66 His Honour rejected that contention. He said it would have been persuasive if "referred services" could be regarded as services contained in the referral, and had not been a defined term. In truth the referred services were the services rendered or initiated during the referral period of two years before the date of referral, in accordance with the definition of "referral period" in s 81. The submission would have had further support if s 106KA had been framed to embody a second, independent definition of "inappropriate practice" within the Part, rather than being a deeming provision designed to facilitate the fact-finding task entrusted to a Committee. However, for the reasons given earlier, he concluded that the Director was obliged to consider "as he or she thinks appropriate and unconstrained by s 106KA, how an investigation should be conducted into the services rendered in the two years before the referral".
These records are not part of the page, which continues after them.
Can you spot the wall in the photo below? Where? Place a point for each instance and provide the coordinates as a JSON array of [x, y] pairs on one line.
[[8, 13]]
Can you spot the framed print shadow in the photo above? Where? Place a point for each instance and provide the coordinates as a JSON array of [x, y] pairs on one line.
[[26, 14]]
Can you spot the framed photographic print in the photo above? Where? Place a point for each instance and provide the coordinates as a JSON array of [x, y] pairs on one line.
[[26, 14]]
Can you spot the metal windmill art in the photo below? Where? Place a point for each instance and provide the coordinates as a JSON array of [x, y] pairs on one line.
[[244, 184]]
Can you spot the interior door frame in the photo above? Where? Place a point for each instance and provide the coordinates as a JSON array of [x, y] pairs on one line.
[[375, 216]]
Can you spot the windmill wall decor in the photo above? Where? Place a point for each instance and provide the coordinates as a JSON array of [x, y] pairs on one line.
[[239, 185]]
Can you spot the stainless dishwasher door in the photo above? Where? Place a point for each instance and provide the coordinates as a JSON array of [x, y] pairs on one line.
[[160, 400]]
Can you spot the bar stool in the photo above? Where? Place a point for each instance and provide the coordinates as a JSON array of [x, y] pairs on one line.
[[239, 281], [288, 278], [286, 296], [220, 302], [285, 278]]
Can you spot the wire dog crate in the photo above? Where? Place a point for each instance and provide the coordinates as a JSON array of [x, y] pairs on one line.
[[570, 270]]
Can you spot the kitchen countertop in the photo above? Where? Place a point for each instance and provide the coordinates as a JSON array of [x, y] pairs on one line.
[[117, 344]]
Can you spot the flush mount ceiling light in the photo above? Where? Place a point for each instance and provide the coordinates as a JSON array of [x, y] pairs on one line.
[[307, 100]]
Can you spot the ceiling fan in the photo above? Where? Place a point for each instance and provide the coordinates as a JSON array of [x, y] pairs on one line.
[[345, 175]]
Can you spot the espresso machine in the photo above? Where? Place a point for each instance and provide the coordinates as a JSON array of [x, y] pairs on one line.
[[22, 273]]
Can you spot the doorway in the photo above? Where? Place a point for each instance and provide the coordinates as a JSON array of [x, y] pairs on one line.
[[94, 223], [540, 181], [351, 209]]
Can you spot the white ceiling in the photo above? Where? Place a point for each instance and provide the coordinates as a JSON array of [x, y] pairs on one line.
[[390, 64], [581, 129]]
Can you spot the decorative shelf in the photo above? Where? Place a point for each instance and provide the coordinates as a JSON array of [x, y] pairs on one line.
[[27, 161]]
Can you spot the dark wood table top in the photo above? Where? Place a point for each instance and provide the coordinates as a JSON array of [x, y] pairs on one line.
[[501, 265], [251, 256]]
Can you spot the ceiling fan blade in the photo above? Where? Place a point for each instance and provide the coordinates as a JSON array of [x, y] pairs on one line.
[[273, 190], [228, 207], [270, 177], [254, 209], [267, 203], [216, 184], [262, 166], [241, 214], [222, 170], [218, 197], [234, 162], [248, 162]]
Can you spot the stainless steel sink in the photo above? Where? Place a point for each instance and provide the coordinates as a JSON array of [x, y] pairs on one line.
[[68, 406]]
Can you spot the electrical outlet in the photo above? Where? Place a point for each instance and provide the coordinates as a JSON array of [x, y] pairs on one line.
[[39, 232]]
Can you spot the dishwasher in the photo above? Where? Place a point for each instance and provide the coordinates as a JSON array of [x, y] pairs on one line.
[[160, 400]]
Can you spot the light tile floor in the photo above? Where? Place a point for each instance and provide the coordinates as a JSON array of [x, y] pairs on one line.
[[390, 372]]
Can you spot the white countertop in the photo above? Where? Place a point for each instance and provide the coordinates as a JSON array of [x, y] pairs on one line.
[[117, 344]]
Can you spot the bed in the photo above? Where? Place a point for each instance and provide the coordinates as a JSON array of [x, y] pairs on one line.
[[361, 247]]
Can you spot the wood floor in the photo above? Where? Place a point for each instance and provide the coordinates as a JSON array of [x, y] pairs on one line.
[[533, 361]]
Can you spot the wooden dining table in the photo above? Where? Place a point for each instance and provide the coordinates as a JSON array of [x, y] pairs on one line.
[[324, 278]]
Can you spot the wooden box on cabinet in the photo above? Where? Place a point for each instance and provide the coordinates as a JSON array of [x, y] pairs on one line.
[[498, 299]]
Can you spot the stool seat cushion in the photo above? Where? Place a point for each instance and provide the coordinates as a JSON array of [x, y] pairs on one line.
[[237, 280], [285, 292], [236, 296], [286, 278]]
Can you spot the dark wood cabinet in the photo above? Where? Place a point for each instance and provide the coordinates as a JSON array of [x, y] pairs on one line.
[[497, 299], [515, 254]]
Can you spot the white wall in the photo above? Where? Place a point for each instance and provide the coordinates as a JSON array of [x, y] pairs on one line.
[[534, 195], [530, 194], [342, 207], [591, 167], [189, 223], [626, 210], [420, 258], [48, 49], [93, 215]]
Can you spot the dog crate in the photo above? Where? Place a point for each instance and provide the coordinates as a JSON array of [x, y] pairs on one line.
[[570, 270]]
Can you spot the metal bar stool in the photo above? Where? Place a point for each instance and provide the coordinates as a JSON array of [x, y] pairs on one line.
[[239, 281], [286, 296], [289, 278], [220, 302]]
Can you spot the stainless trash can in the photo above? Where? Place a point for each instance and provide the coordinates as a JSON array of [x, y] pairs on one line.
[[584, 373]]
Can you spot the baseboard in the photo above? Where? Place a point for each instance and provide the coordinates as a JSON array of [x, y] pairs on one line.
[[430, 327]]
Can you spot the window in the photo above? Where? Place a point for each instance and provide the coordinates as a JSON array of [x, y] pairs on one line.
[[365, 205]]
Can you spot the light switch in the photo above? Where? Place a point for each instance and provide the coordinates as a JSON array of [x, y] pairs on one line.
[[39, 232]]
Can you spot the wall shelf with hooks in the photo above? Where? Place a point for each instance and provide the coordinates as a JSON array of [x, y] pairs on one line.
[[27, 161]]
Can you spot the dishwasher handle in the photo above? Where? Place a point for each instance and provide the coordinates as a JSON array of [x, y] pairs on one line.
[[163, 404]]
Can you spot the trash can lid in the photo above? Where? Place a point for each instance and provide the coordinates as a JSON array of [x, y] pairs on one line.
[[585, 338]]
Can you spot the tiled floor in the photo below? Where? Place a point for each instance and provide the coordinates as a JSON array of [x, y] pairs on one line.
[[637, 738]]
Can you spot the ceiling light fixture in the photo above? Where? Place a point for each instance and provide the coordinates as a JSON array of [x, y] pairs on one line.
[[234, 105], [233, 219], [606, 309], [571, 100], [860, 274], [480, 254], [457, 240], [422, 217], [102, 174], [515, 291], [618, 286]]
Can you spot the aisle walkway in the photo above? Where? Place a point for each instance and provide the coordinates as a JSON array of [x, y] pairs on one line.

67 The primary judge noted that it was admitted in the present case that what was before the Acting Director was only material that related to services rendered in the period of five months identified by the Commission in its referral. Accordingly, because he did not have information relating to the full period of two years made relevant by the Act, the Acting Director could not properly have exercised the discretion entrusted to him. As explained earlier, his Honour found that consideration of particulars of all services rendered during the referral period might have resulted in a different exercise of, for example the s 92 discretion.
68 His Honour concluded that the Commission, in making the investigative referral, failed to take into account relevant considerations. That decision was therefore set aside. As a consequence the decisions of the Acting Director to establish a Committee, and make an adjudicative referral to that Committee were also invalid.